WASHINGTON – The administration will spend $37.5 million over the next three years to expand the nation’s tsunami detection and warning system, U.S. officials said Friday, so the nation will be able to monitor underwater activity threatening any of its coasts by mid-2007.
The move, which comes on the heels of last month’s Indian Ocean tsunami that killed more than 157,000 people, would double America’s tsunami detection capacity by installing 32 new deep-sea buoys in the Atlantic, the Caribbean, the Gulf of Mexico and the Pacific. The government would also devote millions to buy nearly 40 sea-level monitoring and tide gauge stations and to upgrade 20 seismometers, which detect earthquakes.
“The world’s attention has been focused on the vulnerability of people who live on the edge of oceans, and we have a responsibility to respond to their need,” said John Marburger III, President Bush’s top science adviser, at a news conference. Marburger said U.S. officials are now pursuing a tsunami warning system “that might have taken years to roll out” without the recent devastation in South Asia.
Tsunamis are long waves that can be sparked by any rapid, large-scale underwater disturbance, such as an earthquake, landslide or volcano, and can grow to enormous size when they reach shore.
The United States has six pressure sensors on the ocean floor off the West Coast, which detect real-time changes caused by deep-water tsunamis and send an acoustic signal to a deep-water surface buoy that transmits the signal via satellite to scientists at tsunami warning centers in Hawaii and Alaska.

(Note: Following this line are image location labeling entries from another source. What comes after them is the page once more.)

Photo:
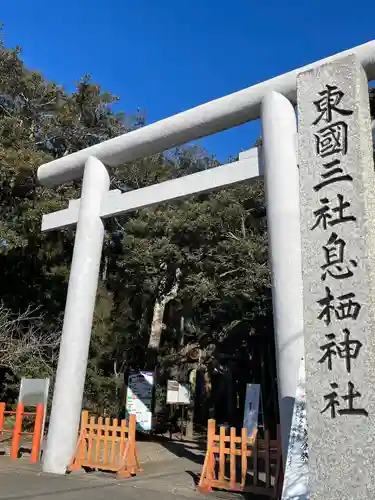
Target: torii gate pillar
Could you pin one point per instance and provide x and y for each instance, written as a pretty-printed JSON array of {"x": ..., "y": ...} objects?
[{"x": 79, "y": 310}]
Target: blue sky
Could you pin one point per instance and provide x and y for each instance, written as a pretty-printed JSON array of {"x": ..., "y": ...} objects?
[{"x": 167, "y": 56}]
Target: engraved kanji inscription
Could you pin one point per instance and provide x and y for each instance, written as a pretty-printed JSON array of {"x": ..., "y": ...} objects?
[
  {"x": 334, "y": 259},
  {"x": 343, "y": 307},
  {"x": 330, "y": 99},
  {"x": 332, "y": 140},
  {"x": 328, "y": 215},
  {"x": 333, "y": 402},
  {"x": 348, "y": 349},
  {"x": 332, "y": 173}
]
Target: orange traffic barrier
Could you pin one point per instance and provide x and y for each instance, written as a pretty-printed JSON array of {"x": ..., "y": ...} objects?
[
  {"x": 246, "y": 454},
  {"x": 17, "y": 429},
  {"x": 107, "y": 445}
]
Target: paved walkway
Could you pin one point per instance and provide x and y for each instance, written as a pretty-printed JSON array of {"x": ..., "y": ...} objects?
[
  {"x": 21, "y": 481},
  {"x": 171, "y": 470}
]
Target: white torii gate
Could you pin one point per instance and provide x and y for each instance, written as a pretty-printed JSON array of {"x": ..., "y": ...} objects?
[{"x": 277, "y": 158}]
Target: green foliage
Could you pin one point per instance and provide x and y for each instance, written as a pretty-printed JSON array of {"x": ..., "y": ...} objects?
[{"x": 218, "y": 241}]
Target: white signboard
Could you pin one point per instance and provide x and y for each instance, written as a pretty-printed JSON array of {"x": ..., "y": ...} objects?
[
  {"x": 296, "y": 469},
  {"x": 139, "y": 398},
  {"x": 178, "y": 393},
  {"x": 251, "y": 410},
  {"x": 34, "y": 391}
]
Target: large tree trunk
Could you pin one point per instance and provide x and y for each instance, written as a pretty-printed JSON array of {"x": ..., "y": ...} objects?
[{"x": 161, "y": 302}]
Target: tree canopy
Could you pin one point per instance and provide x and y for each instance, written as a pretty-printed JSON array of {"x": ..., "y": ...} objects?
[{"x": 183, "y": 286}]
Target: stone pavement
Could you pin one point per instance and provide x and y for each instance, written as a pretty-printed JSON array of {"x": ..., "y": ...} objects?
[
  {"x": 21, "y": 481},
  {"x": 171, "y": 470}
]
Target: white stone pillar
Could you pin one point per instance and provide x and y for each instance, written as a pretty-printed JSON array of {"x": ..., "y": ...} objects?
[
  {"x": 279, "y": 133},
  {"x": 76, "y": 333}
]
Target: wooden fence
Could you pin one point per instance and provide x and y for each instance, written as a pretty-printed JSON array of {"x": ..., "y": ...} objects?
[
  {"x": 17, "y": 431},
  {"x": 251, "y": 458},
  {"x": 108, "y": 445}
]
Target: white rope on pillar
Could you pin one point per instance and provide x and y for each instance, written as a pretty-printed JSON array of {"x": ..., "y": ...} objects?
[{"x": 279, "y": 133}]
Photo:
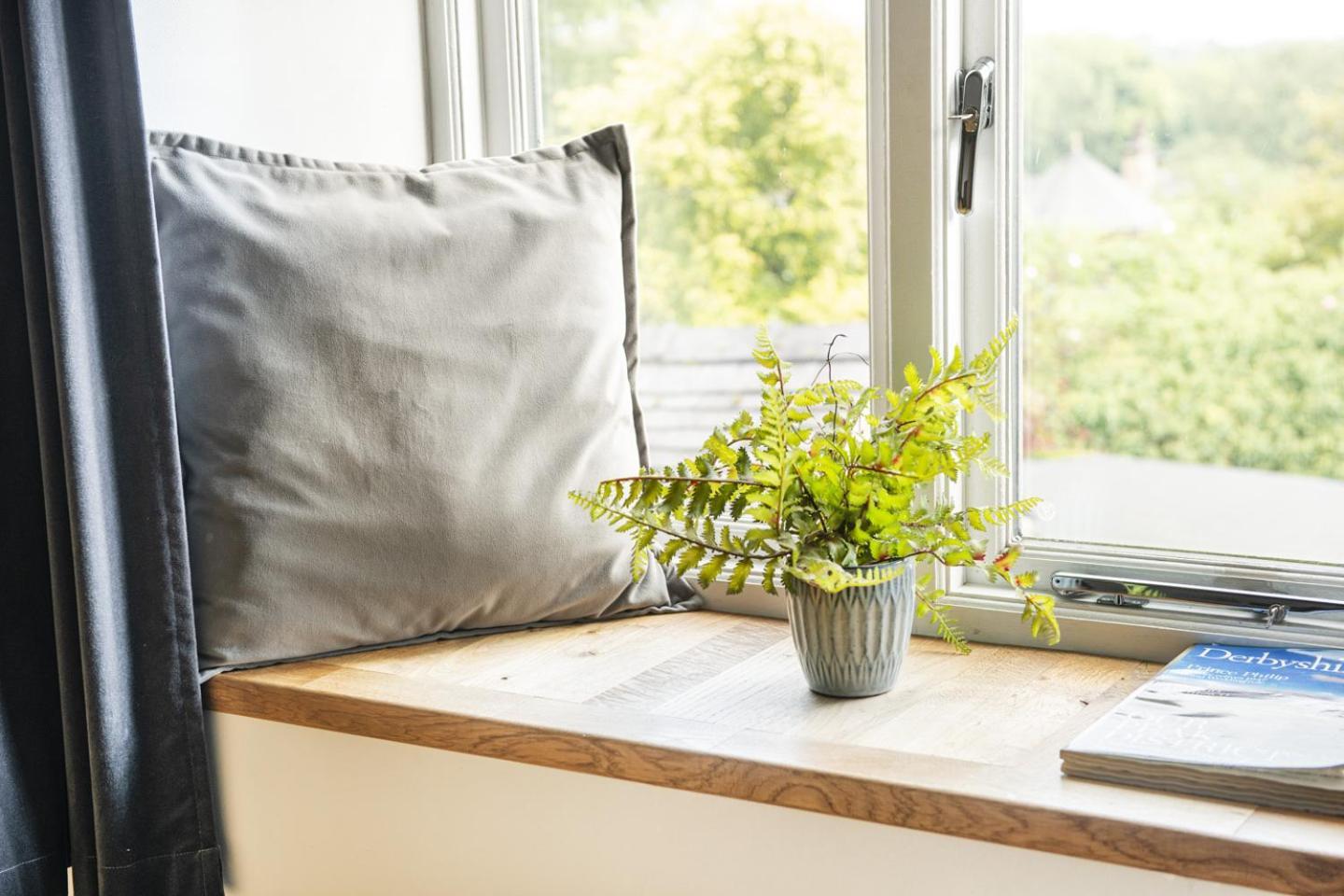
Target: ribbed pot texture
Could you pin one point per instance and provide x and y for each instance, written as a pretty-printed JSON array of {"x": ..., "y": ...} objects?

Three of the six pressure sensors aren’t working and await repair.
The last major tsunami to hit the U.S. mainland occurred in 1964 during an Alaskan earthquake, killing 110 people in Alaska, California and Oregon.
Roughly 85 percent of tsunamis occur in the Pacific, according to the National Oceanic and Atmospheric Association, because of the large number of shifting tectonic plants that push against one another under the sea. The pressure builds up until it is released abruptly in an earthquake, which can displace enormous amounts of water.
Robert Weller, a senior scientist at the Woods Hole Oceanographic Institution, who monitors ocean observing systems, said the accelerated program “seems to make a lot of sense,” because if a substandard program generates too many false alarms, “the public’s not going to believe you” if the real thing comes along.